Revolvers are ideal as defense against a swarm attack due to their reliability and simplicity. The pull weight of the double-action trigger can help to avoid negligent discharges, and with no manual safety to fumble, revolvers are less prone to malfunction, making them ideal for high-stress encounters. Concealed hammer revolvers are capable of being fired through a pocket without jamming. Furthermore, a snub revolver can be fired from nearly any position without malfunction, including from the ground.

My concealed carry setup revolves around my trusty five-shot Smith & Wesson 638 .38 Special revolver, which I had equipped with Crimson Trace Laser Grips for added precision. Recognizing the need for better grip and handling in a swarm attack scenario, I recently upgraded to a Hogue 60080 Red Laser Enhanced Monogrip, ensuring a secure grip during rapid draws. Coupled with my Gould and Goodrich B802 thumb break OWB holster, my revolver remains easily accessible while maintaining discretion. To enhance stopping power, I’ve loaded it with Remington .38 Special +P 158 grain Lead Semi-Wadcutter Hollow-Point High Terminal Performance ammo, a tried-and-true choice for law enforcement duty since the 1980s.
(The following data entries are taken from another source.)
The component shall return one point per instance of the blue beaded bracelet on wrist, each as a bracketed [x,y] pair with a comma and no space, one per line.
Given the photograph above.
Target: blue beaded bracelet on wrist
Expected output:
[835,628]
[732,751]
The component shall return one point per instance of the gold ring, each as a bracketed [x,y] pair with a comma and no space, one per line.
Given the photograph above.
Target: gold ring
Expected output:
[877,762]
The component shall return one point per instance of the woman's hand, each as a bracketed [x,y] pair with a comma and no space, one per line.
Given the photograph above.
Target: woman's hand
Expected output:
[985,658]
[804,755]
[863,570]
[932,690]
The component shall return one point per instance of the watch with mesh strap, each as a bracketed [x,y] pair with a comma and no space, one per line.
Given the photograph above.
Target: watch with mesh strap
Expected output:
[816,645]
Stay Prepared Against Group Attacks

Preparing for such scenarios involves more than just owning a firearm; regular training is essential to becoming comfortable with snubnose revolvers. Practicing close-range shooting techniques, including one-handed firing and shooting from unconventional positions, builds confidence and muscle memory for real-life situations.

Try the following drill to improve your accuracy:

  1. Set up three silhouette targets at distances of 10 feet and closer.
  2. Assume a one-handed shooting stance, with your non-shooting hand protecting the side of your head in a boxing position with a closed fist.
  3. Begin by putting one round on each of the three targets.
  4. Follow up with two additional rounds placed on any two of the targets to finish the course.
  5. Include contact or near-contact shots as part of the drill, even if they tear up the target during firing.
  6. Practice acquiring your target using the laser dot to maintain sharp focus on the threat.
  7. Experiment with firing from the hip and with the shooting arm locked out to simulate different shooting scenarios.
  8. Aim for the “X” ring of a B27 type silhouette target, not the chest, to improve accuracy.

Swarm attacks pose a significant threat to personal safety, requiring proactive measures for defense. Stay vigilant, arm yourself appropriately and train diligently to improve your chances of survival. Remember, it’s better to be prepared and proactive than to be caught off guard and defenseless.